A new investment vehicle linked to Donald Trump's fledgling media venture soared again Friday in a frenzy that reflects the former president's staying power, as well as a stock market increasingly prone to casino-like tendencies.
Shares of Digital World Acquisition Corp, which is set to merge with Trump's Media & Technology Group (TMTG) startup, surged Friday prompting a temporary trading halt for a second straight day.
Shares ended at $94.20, more than doubling its value from Thursday and more than nine times the price on Wednesday afternoon before the venture was announced.
"It's a piling in effect. Everyone is just hoping the next person who comes is willing to pay more," said Briefing.com analyst Patrick O'Hare.
While Trump remains a beloved figure to a sizeable minority of the US population, pundits said he could face challenges in building the sort of "media powerhouse" described by in a TMTG presentation, which includes plans for social media and streaming services.
Digital World, which trades under the ticker "DWAC" on Nasdaq, is a special purpose acquisition company (SPAC), sometimes called a "blank check" company because it is set up with the sole purpose of merging with another entity.
The ventures raised $293 million in an initial public offering in September.

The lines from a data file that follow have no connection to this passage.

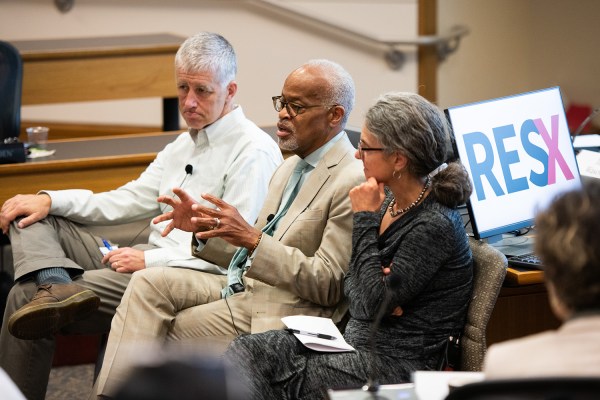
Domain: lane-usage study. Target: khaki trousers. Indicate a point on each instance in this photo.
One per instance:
(54, 241)
(171, 306)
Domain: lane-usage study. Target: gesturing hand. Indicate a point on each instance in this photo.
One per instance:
(182, 213)
(225, 222)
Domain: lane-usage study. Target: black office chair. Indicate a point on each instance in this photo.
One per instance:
(550, 388)
(11, 79)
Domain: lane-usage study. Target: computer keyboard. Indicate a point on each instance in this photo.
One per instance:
(529, 261)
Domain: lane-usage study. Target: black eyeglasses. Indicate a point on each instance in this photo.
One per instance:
(293, 109)
(362, 149)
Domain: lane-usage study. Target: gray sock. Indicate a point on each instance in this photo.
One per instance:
(53, 275)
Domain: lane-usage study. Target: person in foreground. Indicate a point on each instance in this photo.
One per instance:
(408, 243)
(291, 262)
(567, 243)
(63, 281)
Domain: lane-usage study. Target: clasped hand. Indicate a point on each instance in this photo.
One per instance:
(33, 207)
(367, 196)
(224, 221)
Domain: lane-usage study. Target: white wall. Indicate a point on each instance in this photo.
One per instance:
(513, 46)
(520, 45)
(269, 46)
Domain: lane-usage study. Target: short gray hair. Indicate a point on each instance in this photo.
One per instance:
(207, 51)
(341, 85)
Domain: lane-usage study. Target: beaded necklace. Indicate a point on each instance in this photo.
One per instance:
(414, 203)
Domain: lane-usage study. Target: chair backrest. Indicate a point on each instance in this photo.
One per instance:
(489, 270)
(11, 78)
(551, 388)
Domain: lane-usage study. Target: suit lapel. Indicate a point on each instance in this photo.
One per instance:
(312, 186)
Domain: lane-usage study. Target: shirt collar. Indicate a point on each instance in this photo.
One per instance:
(314, 157)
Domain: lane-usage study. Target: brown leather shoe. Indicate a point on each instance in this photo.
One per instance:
(53, 306)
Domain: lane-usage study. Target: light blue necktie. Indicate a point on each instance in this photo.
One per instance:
(238, 264)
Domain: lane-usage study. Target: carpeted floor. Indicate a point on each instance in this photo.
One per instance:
(70, 382)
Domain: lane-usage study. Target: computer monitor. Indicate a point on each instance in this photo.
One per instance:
(519, 156)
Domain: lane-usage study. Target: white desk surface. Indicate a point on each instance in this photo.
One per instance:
(433, 385)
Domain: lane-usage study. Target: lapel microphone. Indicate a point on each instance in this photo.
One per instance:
(372, 386)
(188, 171)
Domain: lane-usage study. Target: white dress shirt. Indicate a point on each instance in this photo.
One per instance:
(232, 159)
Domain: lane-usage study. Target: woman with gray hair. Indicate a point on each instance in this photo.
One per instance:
(410, 274)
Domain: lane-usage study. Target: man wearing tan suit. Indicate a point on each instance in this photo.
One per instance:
(295, 268)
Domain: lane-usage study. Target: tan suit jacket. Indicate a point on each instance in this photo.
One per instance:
(300, 269)
(573, 349)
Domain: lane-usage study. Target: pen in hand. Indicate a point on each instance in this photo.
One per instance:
(107, 245)
(318, 335)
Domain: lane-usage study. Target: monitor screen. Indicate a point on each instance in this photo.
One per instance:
(519, 156)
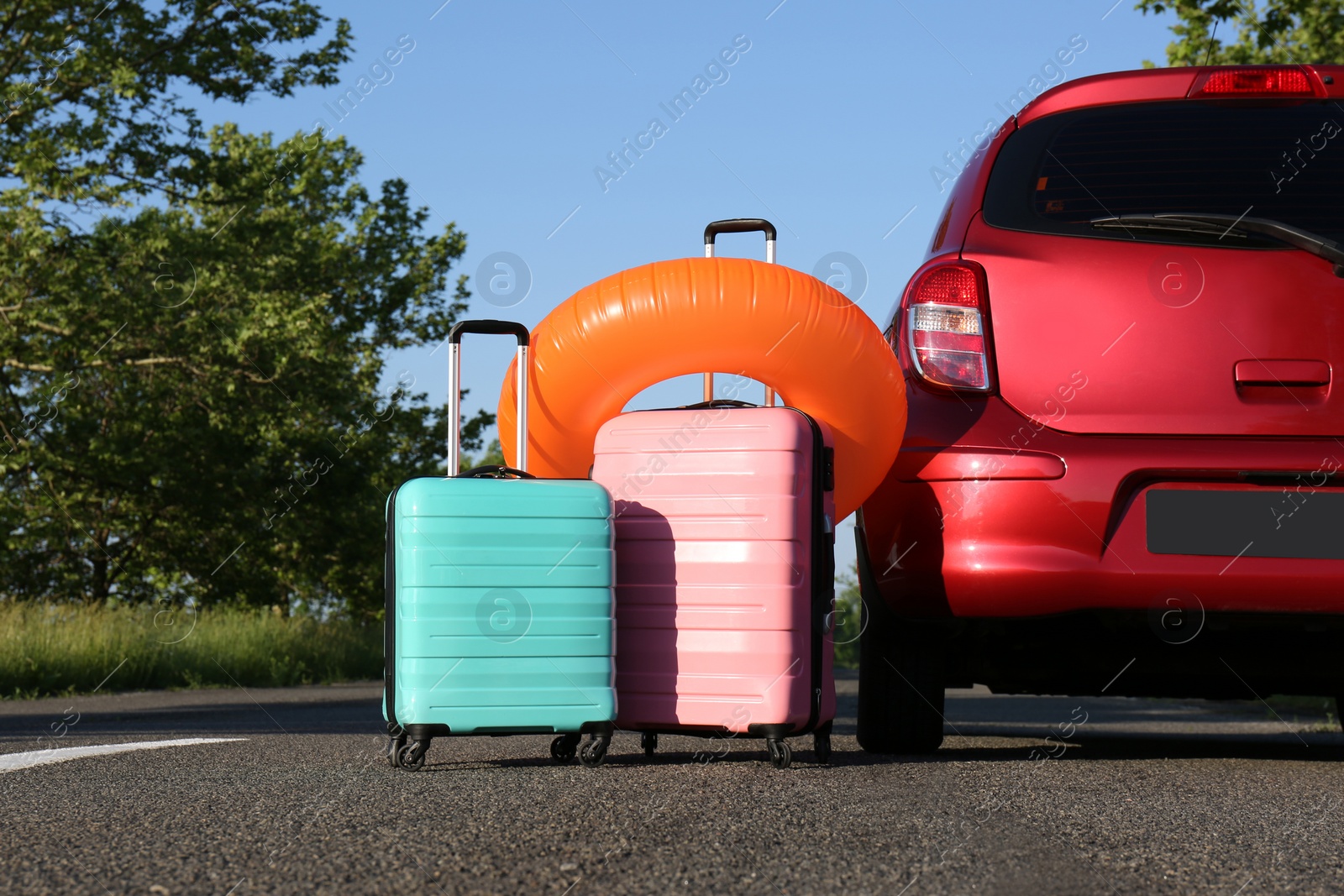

Use of SPACs has soared in the last couple of years amid low interest rates, as investors look for higher returns, and provides a short cut to sell shares publicly. Office-sharing company WeWork employed the strategy to go public on Thursday.
A joint press release from the TMTG and Digital World said the companies plan to launch "TRUTH Social" a social media platform nationally early next year.
The new outlet will serve "a rival to the liberal media consortium and fight against the 'Big Tech' companies of Silicon Valley, which have used their unilateral power to silence opposing voices in America."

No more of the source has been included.